Local PFAM Domain Search
Many proteins have a unique combination of domains which can be responsible for the protein function – e.g. the catalytic activities of enzymes. With CLC Protein Workbench and CLC Main Workbench you can predict such domains on unknown or uncharacterized proteins by performing local searches in the PFAM database.
About the PFAM database
The PFAM database is a large collection of multiple sequence alignments that covers approximately 8000 protein domains and protein families [Bateman et al., 2004]. Based on the individual domain alignments, profile HMMs have been developed. These profile HMMs can be the used to search for domains in unknown sequences.Annotating unknown sequences based on pairwise alignment methods by simply transferring annotation from a known protein to the unknown partner does ´however not take domain organization into account [Galperin and Koonin, 1998]. Using such a method can therefore result in a wrong annotation of an unknown protein (e.g. an enzyme) if the pairwise alignment only finds one regulatory domain. The PFAM database therefore provide additional information, but the as with any other prediction, the risk of a wrongful answer is to be taken into account.
PFAM domain searches in CLC's workbenches
When using CLC's workbenches, the PFAM database is stored on your desktop. The searches are therefore not internet based searches, but local searches.
Using the PFAM search option, you can search for domains in sequence data which otherwise do not carry any information about annotations. The PFAM search option adds all found domains onto the protein sequence which was used for the search. If domains of no relevance are found they can easily be removed by the user.
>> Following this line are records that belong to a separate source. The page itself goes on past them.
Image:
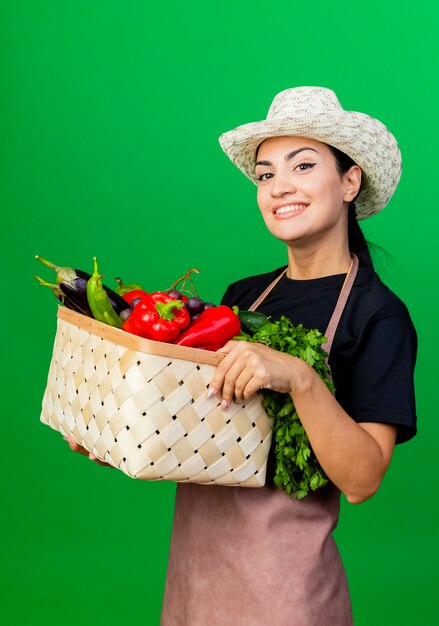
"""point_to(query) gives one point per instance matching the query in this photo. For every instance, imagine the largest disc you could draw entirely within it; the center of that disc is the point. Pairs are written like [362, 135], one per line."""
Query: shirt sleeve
[378, 381]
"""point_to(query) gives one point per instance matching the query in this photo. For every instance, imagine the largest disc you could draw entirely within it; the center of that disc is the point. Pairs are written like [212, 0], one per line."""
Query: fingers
[235, 375]
[74, 445]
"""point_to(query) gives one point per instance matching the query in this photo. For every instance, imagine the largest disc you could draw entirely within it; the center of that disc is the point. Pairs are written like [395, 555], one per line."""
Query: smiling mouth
[290, 208]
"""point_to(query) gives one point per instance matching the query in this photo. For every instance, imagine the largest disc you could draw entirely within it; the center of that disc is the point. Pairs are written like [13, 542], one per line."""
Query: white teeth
[290, 208]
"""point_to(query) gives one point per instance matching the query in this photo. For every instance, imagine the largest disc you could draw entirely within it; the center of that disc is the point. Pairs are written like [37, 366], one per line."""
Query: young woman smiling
[254, 557]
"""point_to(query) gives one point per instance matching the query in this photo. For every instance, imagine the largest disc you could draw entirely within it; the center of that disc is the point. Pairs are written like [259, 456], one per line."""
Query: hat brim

We have implemented our own HMM algorithm for prediction of the PFAM domains. Thus, we do not use the original HMM implementation, HMMER http://hmmer.wustl.edu for domain prediction. Instead we find the most probable state path/alignment through each profile HMM by the Viterbi algorithm and based on that we derive a new null model by averaging over the emission distributions of all M and I states that appear in the state path (M is a match state and I is an insert state).
From that model we now arrive at an additive correction to the original bit-score, like it is done in the original HMMER algorithm.
You can perform the analysis on several protein sequences at a time. This will add annotations to all the sequences and open a view for each sequence.
PFAM search parameters
The following search parameters are available when searching the PFAM database:
- Choose database and search type. When searching for PFAM domains it is possible to choose different databases and specify the search for full domains or fragments of domains.
- Search full domains and fragments. This option allows you to search both for full domain but also for partial domains. This could be the case if a domain extends beyond the ends of a sequence.
- Search full domains only. Selecting this option only allows searches for full domains.
- Search fragments only. Only partial domains will be found.
- Database. Choose between database with 100 most frequent domains, 500 most frequent domains and all domains included in the PFAM database.
- Set significance cutoff. The E-value (expectation value) is the number of hits that would be expected to have a score equal or better than this by chance alone. This means that a good E-value which gives a confident prediction is much less than 1. E-values around 1 is what is expected by chance. Thus, the lower an E-value, the more specific the search for domains will be.
After searching a view is opened, showing the found domains as annotations on the original sequence. If you have selected several sequences, a corresponding number of views will be opened.
Each domain found will be represented as an annotation on the sequence. More information on each found domain is available through the tool tip, including detailed information on the identity score which is the basis for the prediction.
For a more detailed description of the provided scores through the tool tip look at:
http://www.sanger.ac.uk/Software/Pfam/help/scores.shtml
Download and installation of additional PFAM databases
Additional databases can be downloaded from our download page by clicking here
Here are databases containing the 100 most frequent domains, the 500 most frequent domains, and the complete database of approximately 8000 domains. This site also includes descriptions (PDF-files) of the databases.
Each quarter, CLC Protein Workbench and CLC Main Workbench customers will receive a CD-ROM from CLC bio with updated versions of all three databases.